MALCOLM TURNBULL: Well, we have been calling for the Government to cut its immigration intake for
months now in light of the worsening economic situation. It is good that they have finally
recognised the gravity of the threat to jobs in Australia and acted to reduce the immigration

HAYDEN COOPER: But that's where the agreement ends.

The Senate will work like a production line over the next four days as the Government ramps up the
pressure to pass key bills before the seven-week break.

The first vote will decide whether to approve, retrospectively, the Government's tax hike on
pre-mixed alcoholic drinks.

And on that, the Opposition leader has unveiled a new position.

MALCOLM TURNBULL: We propose to validate the collection of the tax over the last 12 months. We will
oppose the collection of the tax in the future. It is not a health measure; it is a revenue raising

HAYDEN COOPER: The tax has been collected since April last year and without legislation it would
have to be refunded to manufacturers.

But Malcolm Turnbull wants to stop the tax increase in the future but without the risk of refund.

MALCOLM TURNBULL: What we will do is pass amendments that mean the tax that has been raised without
legislative authority obviously, does not have to be paid back.

There is quite a lot of money there. We don't know how much but it is in the order of $250-million
and that can be used for really effective practical measures to address the problem.

HAYDEN COOPER: The Health Minister Nicola Roxon was quick to attack Malcolm Turnbull's plan.

NICOLA ROXON: We know that he has been in the pockets of the alcopops industry right from the
beginning and all he is doing today is their bidding. This is exactly the position that they put to
the Senate Committee and we now see Malcolm Turnbull pretending that this is his new idea.

HAYDEN COOPER: So you will continue to direct your efforts towards convincing Steve Fielding, I
take it?

NICOLA ROXON: Well, we'll work with all of the Senate. We believe this is a good initiative. We can
see from the sales data that consumption is being reduced. We are determined to push ahead with
this measure.

HAYDEN COOPER: Senator Fielding seems determined to secure new restrictions on alcohol advertising.
Is that an area on which you will give ground?

NICOLA ROXON: Look, we are not prepared to take action today and tomorrow to ban advertising as Mr
Fielding, Senator Fielding wants.
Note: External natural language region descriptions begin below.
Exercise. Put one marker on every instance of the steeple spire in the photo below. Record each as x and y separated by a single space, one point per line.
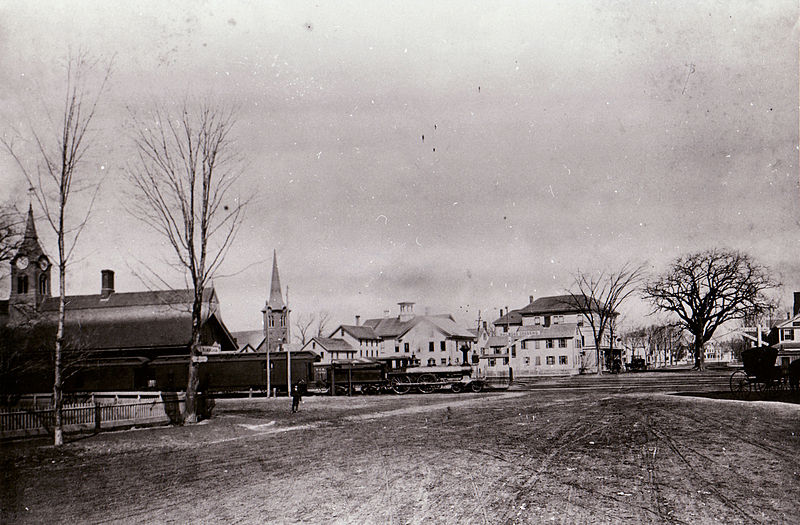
275 298
30 227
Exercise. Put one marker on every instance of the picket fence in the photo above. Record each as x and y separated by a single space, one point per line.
98 415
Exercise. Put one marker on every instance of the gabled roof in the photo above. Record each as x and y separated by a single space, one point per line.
358 331
333 344
511 318
554 304
449 326
180 300
562 330
497 340
248 337
393 327
137 320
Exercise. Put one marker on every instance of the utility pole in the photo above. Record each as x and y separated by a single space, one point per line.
265 311
288 371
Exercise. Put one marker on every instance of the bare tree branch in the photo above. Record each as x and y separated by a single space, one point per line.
57 178
186 168
709 288
598 296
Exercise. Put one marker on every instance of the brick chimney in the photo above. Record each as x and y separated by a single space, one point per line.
106 283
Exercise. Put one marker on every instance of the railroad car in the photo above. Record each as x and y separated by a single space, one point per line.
398 375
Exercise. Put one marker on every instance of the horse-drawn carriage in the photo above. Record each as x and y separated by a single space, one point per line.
758 372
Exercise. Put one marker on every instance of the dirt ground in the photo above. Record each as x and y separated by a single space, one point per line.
615 452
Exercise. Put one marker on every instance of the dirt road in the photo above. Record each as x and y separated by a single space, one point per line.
515 457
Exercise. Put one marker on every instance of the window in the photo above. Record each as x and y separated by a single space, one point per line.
22 284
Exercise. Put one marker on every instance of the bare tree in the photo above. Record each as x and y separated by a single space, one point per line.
57 180
708 288
187 166
323 318
303 325
598 295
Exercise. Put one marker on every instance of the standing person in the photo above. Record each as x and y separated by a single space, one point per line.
298 389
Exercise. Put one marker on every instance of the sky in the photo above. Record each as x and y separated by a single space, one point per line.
462 157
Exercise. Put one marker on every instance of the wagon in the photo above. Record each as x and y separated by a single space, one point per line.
758 372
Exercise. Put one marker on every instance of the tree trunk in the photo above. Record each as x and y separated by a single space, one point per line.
190 415
699 354
58 430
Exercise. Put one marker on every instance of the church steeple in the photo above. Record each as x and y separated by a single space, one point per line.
30 226
275 297
30 270
276 313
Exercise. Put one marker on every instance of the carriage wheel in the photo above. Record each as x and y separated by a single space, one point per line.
399 384
739 383
426 388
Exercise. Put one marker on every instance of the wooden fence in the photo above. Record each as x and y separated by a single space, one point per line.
101 414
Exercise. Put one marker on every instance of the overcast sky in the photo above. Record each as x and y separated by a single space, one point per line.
555 139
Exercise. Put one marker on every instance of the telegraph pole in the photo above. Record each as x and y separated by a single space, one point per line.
266 347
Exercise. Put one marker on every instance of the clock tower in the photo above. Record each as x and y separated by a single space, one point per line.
30 270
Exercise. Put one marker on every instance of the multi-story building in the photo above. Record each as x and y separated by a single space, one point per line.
785 336
431 339
547 318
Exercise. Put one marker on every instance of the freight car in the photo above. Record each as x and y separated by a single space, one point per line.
230 373
219 373
398 375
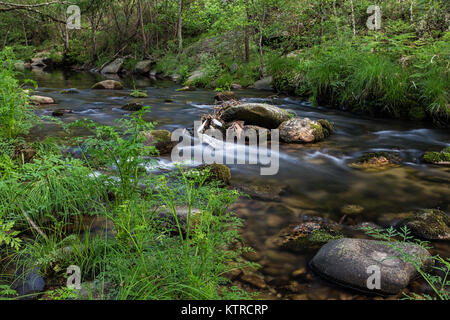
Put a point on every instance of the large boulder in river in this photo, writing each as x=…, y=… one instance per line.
x=376, y=161
x=442, y=158
x=113, y=67
x=311, y=233
x=41, y=100
x=350, y=262
x=258, y=114
x=143, y=67
x=429, y=224
x=108, y=84
x=264, y=84
x=133, y=106
x=161, y=139
x=304, y=130
x=225, y=96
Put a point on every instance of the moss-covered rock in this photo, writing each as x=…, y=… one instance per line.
x=108, y=84
x=442, y=157
x=376, y=161
x=225, y=96
x=138, y=94
x=306, y=235
x=258, y=114
x=161, y=139
x=430, y=224
x=61, y=112
x=218, y=172
x=69, y=91
x=305, y=130
x=352, y=209
x=41, y=100
x=187, y=88
x=133, y=106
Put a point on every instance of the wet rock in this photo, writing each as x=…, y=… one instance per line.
x=182, y=213
x=264, y=84
x=95, y=290
x=138, y=94
x=108, y=84
x=258, y=114
x=266, y=192
x=24, y=153
x=346, y=262
x=143, y=67
x=352, y=209
x=61, y=112
x=254, y=279
x=69, y=91
x=305, y=235
x=114, y=67
x=41, y=100
x=133, y=106
x=187, y=88
x=28, y=281
x=304, y=130
x=441, y=158
x=376, y=161
x=196, y=75
x=161, y=139
x=252, y=256
x=393, y=219
x=175, y=77
x=430, y=224
x=225, y=96
x=219, y=172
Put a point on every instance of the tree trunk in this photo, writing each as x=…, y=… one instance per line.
x=180, y=25
x=141, y=22
x=353, y=18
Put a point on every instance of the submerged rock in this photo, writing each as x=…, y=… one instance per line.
x=108, y=84
x=264, y=84
x=187, y=88
x=349, y=261
x=28, y=281
x=69, y=91
x=161, y=139
x=139, y=94
x=61, y=112
x=196, y=75
x=41, y=100
x=304, y=130
x=225, y=96
x=376, y=161
x=258, y=114
x=143, y=67
x=306, y=235
x=266, y=192
x=429, y=224
x=352, y=209
x=442, y=158
x=218, y=172
x=133, y=106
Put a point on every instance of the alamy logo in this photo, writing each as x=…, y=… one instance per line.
x=374, y=280
x=74, y=279
x=374, y=21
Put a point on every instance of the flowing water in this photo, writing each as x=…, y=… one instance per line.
x=315, y=178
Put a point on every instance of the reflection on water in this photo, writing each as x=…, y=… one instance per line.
x=315, y=178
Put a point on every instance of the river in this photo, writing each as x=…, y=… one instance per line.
x=315, y=178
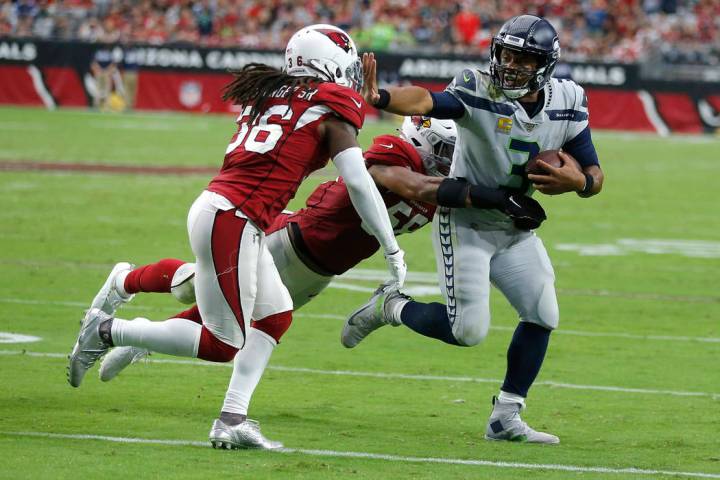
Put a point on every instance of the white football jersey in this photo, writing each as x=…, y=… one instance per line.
x=496, y=138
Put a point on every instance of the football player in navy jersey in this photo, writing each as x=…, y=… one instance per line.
x=504, y=118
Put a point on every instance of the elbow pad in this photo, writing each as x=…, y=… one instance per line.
x=452, y=192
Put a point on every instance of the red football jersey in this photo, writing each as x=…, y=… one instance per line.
x=267, y=160
x=332, y=229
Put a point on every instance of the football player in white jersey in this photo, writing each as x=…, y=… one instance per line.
x=504, y=118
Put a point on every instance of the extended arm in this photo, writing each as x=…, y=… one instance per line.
x=408, y=184
x=366, y=199
x=403, y=100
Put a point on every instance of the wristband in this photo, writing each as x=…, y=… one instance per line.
x=485, y=197
x=384, y=99
x=589, y=183
x=452, y=193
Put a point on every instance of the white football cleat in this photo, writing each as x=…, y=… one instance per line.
x=245, y=435
x=505, y=424
x=371, y=316
x=109, y=298
x=182, y=285
x=88, y=348
x=118, y=359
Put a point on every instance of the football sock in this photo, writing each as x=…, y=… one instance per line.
x=176, y=336
x=525, y=357
x=249, y=365
x=429, y=319
x=232, y=418
x=506, y=397
x=155, y=277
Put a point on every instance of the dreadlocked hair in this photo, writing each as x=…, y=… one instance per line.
x=255, y=84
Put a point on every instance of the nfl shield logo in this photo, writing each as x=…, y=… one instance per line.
x=504, y=125
x=190, y=94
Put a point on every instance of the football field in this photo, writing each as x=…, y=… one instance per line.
x=631, y=382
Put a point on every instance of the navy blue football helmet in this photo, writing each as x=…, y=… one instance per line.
x=524, y=34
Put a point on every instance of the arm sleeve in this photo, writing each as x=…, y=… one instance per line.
x=344, y=103
x=365, y=197
x=578, y=115
x=446, y=106
x=582, y=149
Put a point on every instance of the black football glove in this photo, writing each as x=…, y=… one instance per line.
x=525, y=212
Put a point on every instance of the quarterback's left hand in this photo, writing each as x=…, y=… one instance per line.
x=567, y=178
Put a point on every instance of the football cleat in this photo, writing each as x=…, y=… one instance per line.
x=108, y=299
x=88, y=348
x=245, y=435
x=371, y=316
x=118, y=359
x=182, y=285
x=505, y=424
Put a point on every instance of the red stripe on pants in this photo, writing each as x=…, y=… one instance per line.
x=225, y=245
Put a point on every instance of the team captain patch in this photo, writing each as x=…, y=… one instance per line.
x=504, y=125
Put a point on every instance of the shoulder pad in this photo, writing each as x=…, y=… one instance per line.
x=466, y=79
x=345, y=102
x=392, y=150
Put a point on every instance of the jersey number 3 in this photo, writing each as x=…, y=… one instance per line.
x=528, y=150
x=263, y=136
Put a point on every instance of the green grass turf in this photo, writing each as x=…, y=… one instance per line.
x=61, y=232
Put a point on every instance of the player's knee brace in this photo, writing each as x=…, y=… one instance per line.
x=214, y=350
x=547, y=313
x=274, y=325
x=470, y=333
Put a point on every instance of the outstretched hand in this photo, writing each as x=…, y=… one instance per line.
x=370, y=88
x=566, y=178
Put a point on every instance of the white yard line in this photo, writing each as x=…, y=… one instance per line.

We are however, prepared to talk with him and others about the
sorts of measures that can be part of a package.

HAYDEN COOPER: The other great tussle for the Government is in the realm of workplace relations.

The Opposition's Senate leader Nick Minchin is still holding out on revealing his party's
intentions if the series of Liberal amendments are not met.

NICK MINCHIN: We will wait until we see what amendments the Government agrees to with the
cross-benchers: the Greens, Family First and Senator Xenophon.

HAYDEN COOPER: But some Coalition backbenchers take a stronger line. Wilson Tuckey is one who's
less than happy with the leaders of the party who've been distancing themselves from the

WILSON TUCKEY: What I mean is that the leadership was rushing in and telling people what they
thought without checking with the party room. The party room has never held the view that Julia
Gillard had the right to wreck the Australian economy through her style of union dominated
industrial relations.

And certain people that haven't been in the party, in the government or Parliament as long as
others, made comments that were not approved by the party room. It is as simple as that.

HAYDEN COOPER: It's clear that the Fair Work Bill rests with the cross benchers. Julia Gillard is
meeting them again today.

The Greens are likely to support it but Nick Xenophon and Steve Fielding are holding out for
adjustments; and at this point changing the new unfair dismissal protections for small business
remains the sticking point.

ELEANOR HALL: Hayden Cooper in Canberra.